Buyer confidence is back, demand is strong and inventory is low. That puts sellers in a much different position than they’ve been in for years.
It’s no secret that it’s a great time to buy real estate – interest rates continue to hover at historic lows and prices are just beginning to rise. The market is definitely well grounded in the early stages of recovery.
The biggest challenge for buyers in today’s market - with demand high and inventory low – is the fact that multiple offers are once again commonplace.
Currently, according to the National Association of REALTORS®, there are 21.6 million existing homes for sale, down 13.6 percent from the same time last year. With fewer homes for sale – and more buyers in the market – many sellers are finding they have the upper hand when it comes to negotiating on price for the first time since the housing bubble burst.
A recent Century 21 survey of more than 2,000 Americans found that 33 percent of 365 people searching for a home have been on the hunt for more than a year and many are finding it necessary to make compromises on where they would like to live or the type of home they would buy in order to close a deal.
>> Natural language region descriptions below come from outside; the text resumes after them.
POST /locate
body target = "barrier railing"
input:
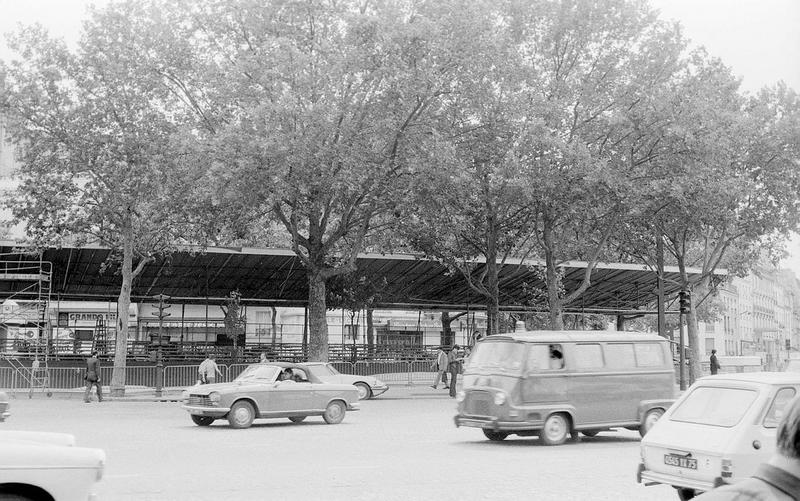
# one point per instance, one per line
(182, 376)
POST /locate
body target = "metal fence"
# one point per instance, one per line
(181, 376)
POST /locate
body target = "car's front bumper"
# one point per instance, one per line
(648, 477)
(215, 412)
(495, 424)
(379, 390)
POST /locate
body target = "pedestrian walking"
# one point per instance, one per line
(454, 366)
(440, 366)
(779, 478)
(208, 370)
(92, 378)
(714, 362)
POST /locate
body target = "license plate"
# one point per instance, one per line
(680, 461)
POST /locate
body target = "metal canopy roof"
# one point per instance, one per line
(276, 277)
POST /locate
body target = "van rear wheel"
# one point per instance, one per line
(495, 435)
(556, 429)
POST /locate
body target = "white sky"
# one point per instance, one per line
(759, 39)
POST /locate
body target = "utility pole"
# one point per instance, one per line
(685, 300)
(161, 314)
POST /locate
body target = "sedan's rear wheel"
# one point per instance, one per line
(334, 413)
(241, 414)
(364, 391)
(556, 429)
(202, 420)
(495, 435)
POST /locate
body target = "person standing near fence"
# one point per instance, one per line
(440, 366)
(454, 365)
(208, 370)
(92, 378)
(714, 363)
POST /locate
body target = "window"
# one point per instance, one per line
(715, 406)
(775, 412)
(538, 358)
(649, 354)
(620, 356)
(588, 356)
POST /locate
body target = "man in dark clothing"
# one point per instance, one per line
(714, 362)
(454, 366)
(92, 378)
(779, 478)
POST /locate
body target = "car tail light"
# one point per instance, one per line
(727, 468)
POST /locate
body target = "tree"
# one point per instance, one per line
(722, 192)
(320, 107)
(93, 130)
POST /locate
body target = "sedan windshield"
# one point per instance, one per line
(714, 406)
(259, 372)
(322, 370)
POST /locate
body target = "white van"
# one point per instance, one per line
(718, 432)
(558, 383)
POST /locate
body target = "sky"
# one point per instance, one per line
(758, 39)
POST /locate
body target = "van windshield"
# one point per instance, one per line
(502, 356)
(714, 406)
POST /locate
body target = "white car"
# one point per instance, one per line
(39, 465)
(718, 431)
(367, 386)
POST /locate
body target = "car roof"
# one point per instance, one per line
(756, 377)
(574, 336)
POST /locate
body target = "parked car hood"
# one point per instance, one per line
(38, 437)
(688, 436)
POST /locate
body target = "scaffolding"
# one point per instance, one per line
(25, 286)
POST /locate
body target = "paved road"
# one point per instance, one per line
(400, 446)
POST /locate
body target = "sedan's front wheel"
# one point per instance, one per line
(241, 415)
(202, 420)
(334, 413)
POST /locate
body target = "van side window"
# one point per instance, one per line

So, until more sellers are ready to join the party, buyers who are lucky enough to find the home of their dreams need to be ready to act – swiftly and with precision.
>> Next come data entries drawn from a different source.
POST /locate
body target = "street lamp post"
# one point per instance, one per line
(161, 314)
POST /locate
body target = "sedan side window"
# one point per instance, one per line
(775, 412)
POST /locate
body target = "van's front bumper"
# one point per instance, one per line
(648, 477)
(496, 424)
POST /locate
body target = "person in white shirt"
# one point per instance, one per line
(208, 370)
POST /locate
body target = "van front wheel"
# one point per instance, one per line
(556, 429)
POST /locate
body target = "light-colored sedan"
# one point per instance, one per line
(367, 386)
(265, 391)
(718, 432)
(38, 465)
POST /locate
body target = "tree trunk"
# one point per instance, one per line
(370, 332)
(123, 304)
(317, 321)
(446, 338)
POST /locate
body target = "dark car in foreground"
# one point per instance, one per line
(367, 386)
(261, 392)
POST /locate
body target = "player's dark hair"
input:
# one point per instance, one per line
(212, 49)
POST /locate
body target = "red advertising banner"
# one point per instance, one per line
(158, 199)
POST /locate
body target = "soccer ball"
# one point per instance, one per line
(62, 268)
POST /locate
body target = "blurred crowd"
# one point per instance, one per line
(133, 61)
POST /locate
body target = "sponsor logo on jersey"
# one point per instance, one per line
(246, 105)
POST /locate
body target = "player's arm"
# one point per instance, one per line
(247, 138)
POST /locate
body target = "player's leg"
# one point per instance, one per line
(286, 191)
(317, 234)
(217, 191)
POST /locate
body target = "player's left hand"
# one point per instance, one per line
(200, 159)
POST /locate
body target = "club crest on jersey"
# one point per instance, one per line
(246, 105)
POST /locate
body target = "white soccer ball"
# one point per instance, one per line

“I always do a mini-CMA when my clients are considering writing an offer, as a Realtor it’s my job to offer advice regarding pricing,” Ruth Long of Century 21 Pace Realty said. “I have a client who just got a home under contract after losing out on offers for two different houses. Simply because inventory is so low, it is becoming more of a sellers market. The mindset of going in with a low-ball offer and waiting for a counter just isn’t going to work. This particular client learned the hard way that they needed to offer what they think is a fair price the very first time around.”
Buyers definitely need to stay positive and keep in mind that everything happens for a reason. It may just take a little more time and patience to secure the right home when the possibility of being out bid exists. Once they do find the right home, it’s important to make that first offer their strongest offer.
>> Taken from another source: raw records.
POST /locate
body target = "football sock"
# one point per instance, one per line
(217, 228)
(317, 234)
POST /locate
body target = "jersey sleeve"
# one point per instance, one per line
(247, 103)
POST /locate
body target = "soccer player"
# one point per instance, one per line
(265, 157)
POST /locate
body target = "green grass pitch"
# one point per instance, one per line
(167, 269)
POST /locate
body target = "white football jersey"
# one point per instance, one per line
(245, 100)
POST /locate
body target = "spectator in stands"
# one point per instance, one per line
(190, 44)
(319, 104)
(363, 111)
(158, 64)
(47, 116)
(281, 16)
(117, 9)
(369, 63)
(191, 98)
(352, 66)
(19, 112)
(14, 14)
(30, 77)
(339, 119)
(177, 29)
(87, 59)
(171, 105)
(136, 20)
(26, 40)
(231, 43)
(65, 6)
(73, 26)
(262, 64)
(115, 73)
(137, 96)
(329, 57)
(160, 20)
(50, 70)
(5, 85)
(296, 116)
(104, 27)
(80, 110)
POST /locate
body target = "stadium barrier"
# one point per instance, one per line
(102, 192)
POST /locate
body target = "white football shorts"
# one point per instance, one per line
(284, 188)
“I recently put a listing on the MLS at noon one day, there weren’t even any photos yet,” Long added. “A showing scheduled for 11:30 a.m. the next day, and by 1:30 p.m. we had an almost full price offer from a cash buyer. That’s the kind of market we are in right now. Things are changing, and it’s going to be a very good year. For sellers, I can’t stress it enough, they should put their homes on the market now.”
In the meantime, buyers cannot safely assume that their offer is going to be the only offer. Chances are, if the property is in a desirable location, in good condition and priced right, they will not have the chance to negotiate. According to the Century 21 survey, 42 percent of the people shopping for homes have placed offers in the past six months, yet only 11 percent of the bids were accepted.
“We’re not only seeing multiple offers, but some offers are now above asking price - you really need to write your highest and best offer the first time,” Linda Zyla of Century 21 Alliance Group said. “I had been working with a buyer in St. John for 30 days when we walked into a new listing for the first time on a Thursday and again on Friday for a second time. The seller happened to be home and mentioned that there was another showing scheduled later that night and two more the following day. We immediately wrote an offer, my buyer made a great offer just over list price, and I went the half block to deliver it to the listing agent’s office. While we were in the process of getting the deal done, two more offers were made.”
Often, when buyers are disappointed that their first offer does not come out on top in a multiple offer situation, they regret not going a bit higher. In the grand scheme of things, even $5,000 will add as little as $20 to a monthly mortgage payment with today’s low interest rates. When such a small amount could make such a big difference, it’s important for buyers to go in strong, with their best offer, leaving no room for wondering “what if” or “woulda, coulda, shoulda.”
As a result, the Century 21 survey shows some buyers are rethinking their positions, with 85 percent saying they are now more willing to compromise on things like being more flexible with closing dates, purchasing a home as is or adding a bit more cash to the deal than originally planned. In addition, according to Zyla, we’re seeing a growing number of really strong first-time buyers in our area who are thinking about the long-term, who are not willing to settle, and that can change the whole negotiating process.
“These buyers want bang for their buck, they want a home that’s going to hold it’s value and for the most part, one that’s not a project but turnkey,” she explained.
“I think people in general are tired of not seeing what they want, or properties that are not priced correctly. We just don’t have enough inventory right now. I don’t know where all the sellers are. I sell in five counties, and it’s the same all over. Interest rates are not going to stay this low forever. While some people may be payment driven, smart buyers are cost driven. They don’t want to overpay in the long run, that bottom line price is more important to them. You can buy so much more house right now. For example, you can go from a $150,000 mortgage to $200,000 with very little change in payment. But, add just one point to that and you’re at about $185,000, add two or three points and you’re around $170,000.”
While multiple offer situations can be challenging, buyers with patience and an eye on their budget – those who are pre-qualified with a lender before looking at houses – will be ready to get their deals done when the right home for them hits the market.